One of the big buzzes regarding the 1980 Corvette Sting Ray was that the standard model failed to live up to California environmental laws. The standard 1980 Corvette Sting Ray had a 350 cubic inch engine capable of 190 hp. Since the Corvette developers had failed to find a technical solution that would make it live up to the strict California requirements, California residents had to settle for a 305 cubic inch engine capable of no more than180 hp. In compensation for this lower performance, they would receive a $50 credit from Chrysler. The California Emission Certification would on the other hand cost a whopping $250. There was also the issue with manual vs. automatic transmissions. When other buyers could choose freely between manual and automatic transmission (free of charge, both alternatives were available for the base 1980 Corvette Sting Ray), California residents had to pick the automatic transmission.
Why was the automatic transmission mandatory for California residents? There was never any law against manual four speed transmission in California, but it was much easier for a 1980 Corvette Sting Ray with automatic transmission to pass the California emissions certification. This has to do with how manual and automatic transmissions work. When you push the clutch on a manual transmission, you create a blip in the pollution output. When you use automatic transmission, the amount of pollution will be much more evenly distributed since automatic transmissions use torque converters instead of clutches.
The total production of 1980 Corvette Sting Ray cars landed on 40,614. As usual during this era, none of them were cabriolets. The original price for a base 1980 Corvette Sting Ray with a 350 cu. in. 190 hp engine was $13,140, but the price increased several times during the year before it finally ended up on $14,345. Air conditioning, power windows and a tilt/telescope steering column was all part of the base 1980 Corvette Sting Ray. For those who wanted a more powerful engine, and lived outside California, there was the L82 350 cu. in. 230hp engine. This option cost $595, sold to slightly over 12 percent of the buyers and was installed in roughly 5,000 1980 Corvette Sting Ray cars.
Among the new features in the 1980 Corvette Sting Ray was the seats. The 1978 Indy 500 replica seats that became standard in the 1979 model were now available in cloth. When you purchased your 1980 Corvette Sting Ray, you could choose between cloth and leather and none of alternatives came with a price tag. Both cloth and leather have their advantages. Leather gives off a luxurious air and is easy to keep clean, while cloth provides a higher amount of air circulation and feels less sticky in warm climates.
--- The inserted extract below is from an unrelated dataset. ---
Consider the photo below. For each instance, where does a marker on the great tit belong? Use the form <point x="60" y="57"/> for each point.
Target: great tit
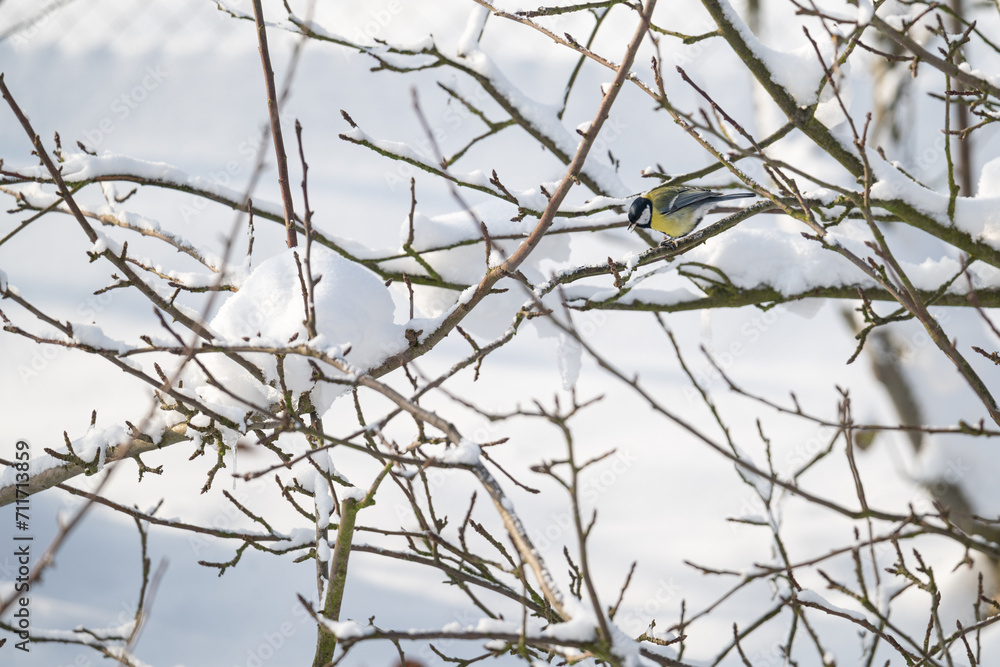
<point x="675" y="210"/>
Another similarity between the 1978 Indy 500 replica and the 1980 Corvette Sting Ray was the bumper caps with integral spoilers. The 1980 spoilers were however slightly different, since they were seamless, hence more stylish. Another notable difference in the 1980 Corvette Sting Ray was the improved radiator airflow. The 1980 Corvette Sting Ray was also a low weight car compared to its predecessors. During the 1970’s, the Corvettes had grown heavier and heavier. The 1980 Corvette Sting Ray put a halt to this development by introducing a thinner hood, windshield, frame and door panels. The weight of the roof panels was also decreased and the designers used an an aluminum differential housing and crossmember.